Después de casi un año de haber visto Harry Potter and the Half Blood prince, me siento en la capacidad de hacer un review de la película, en primer lugar, no debió llamarse así, sino Harry Potter y los amoríos adolescentes... cómo es posible que hayan dejado en segundo plano la relación Snape-Harry-Dumbledore... nos vendieron unos personajes sobreactuados, poseídos por las hormonas, con poco interés sobre lo que sucedía.
No le dieron la importancia que se merecía a la muerte de Dumby, yo soñaba con el momento en que mis ojos bañados en lágrimas vieran al majestuoso Fawkees sobrevolando la tumba de mármol y llorando una melodiosa canción, llena de sufrimiento...en lugar de eso, el sepelio fue apurado, a las patadas, poco dramático.
No hay una explicación clara de por qué Snape es el príncipe mestizo... No le dan tanta importancia a los Horrocruxes, siendo que esa va a ser la trama del desenlace, en fin, podría seguir regándome en prosa eternamente respecto a las falencias de la película, pero prefiero seguir con mi manifiesto.

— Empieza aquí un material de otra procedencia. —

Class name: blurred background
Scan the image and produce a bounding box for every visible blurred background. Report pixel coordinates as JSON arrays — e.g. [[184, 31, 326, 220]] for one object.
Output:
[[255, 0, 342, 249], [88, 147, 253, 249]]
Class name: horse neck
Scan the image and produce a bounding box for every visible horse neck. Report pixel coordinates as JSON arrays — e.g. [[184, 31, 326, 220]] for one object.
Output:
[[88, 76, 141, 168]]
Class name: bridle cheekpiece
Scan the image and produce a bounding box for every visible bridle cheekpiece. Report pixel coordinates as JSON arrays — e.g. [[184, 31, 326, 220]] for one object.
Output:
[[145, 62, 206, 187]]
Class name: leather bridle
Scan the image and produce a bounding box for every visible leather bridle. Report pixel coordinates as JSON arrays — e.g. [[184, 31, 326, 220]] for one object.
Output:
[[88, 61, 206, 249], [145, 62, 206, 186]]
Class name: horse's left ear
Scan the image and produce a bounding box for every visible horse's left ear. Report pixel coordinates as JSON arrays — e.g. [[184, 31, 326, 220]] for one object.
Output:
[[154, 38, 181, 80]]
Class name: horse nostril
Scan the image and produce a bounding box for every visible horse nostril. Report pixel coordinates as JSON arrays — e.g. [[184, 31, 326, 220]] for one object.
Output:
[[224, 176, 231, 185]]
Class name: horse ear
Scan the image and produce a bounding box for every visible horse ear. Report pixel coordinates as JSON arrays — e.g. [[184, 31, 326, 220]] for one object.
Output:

Esa madrugada de julio de 2009, salí indignada de, cine, con rabia, mirando a los mortales que estaban extasiados y llorando -claramente, parte de la amplia población que ve la película sin leer los libros- me sentí como un niño cuando descubre que sus héroes son de mentiras, pero no me desilucioné del todo, y esperé de todo corazón que la película hubiera sido sólo un descache de David Yates.
Ayer, a las 9 de la noche, después de ver la primera parte de la última entrega, me di cuenta que valió la pena guardar la esperanza y ahora espero con ansias Julio de 2011 porque sé que no me voy a decepcionar.
Harry Potter, Come to Die.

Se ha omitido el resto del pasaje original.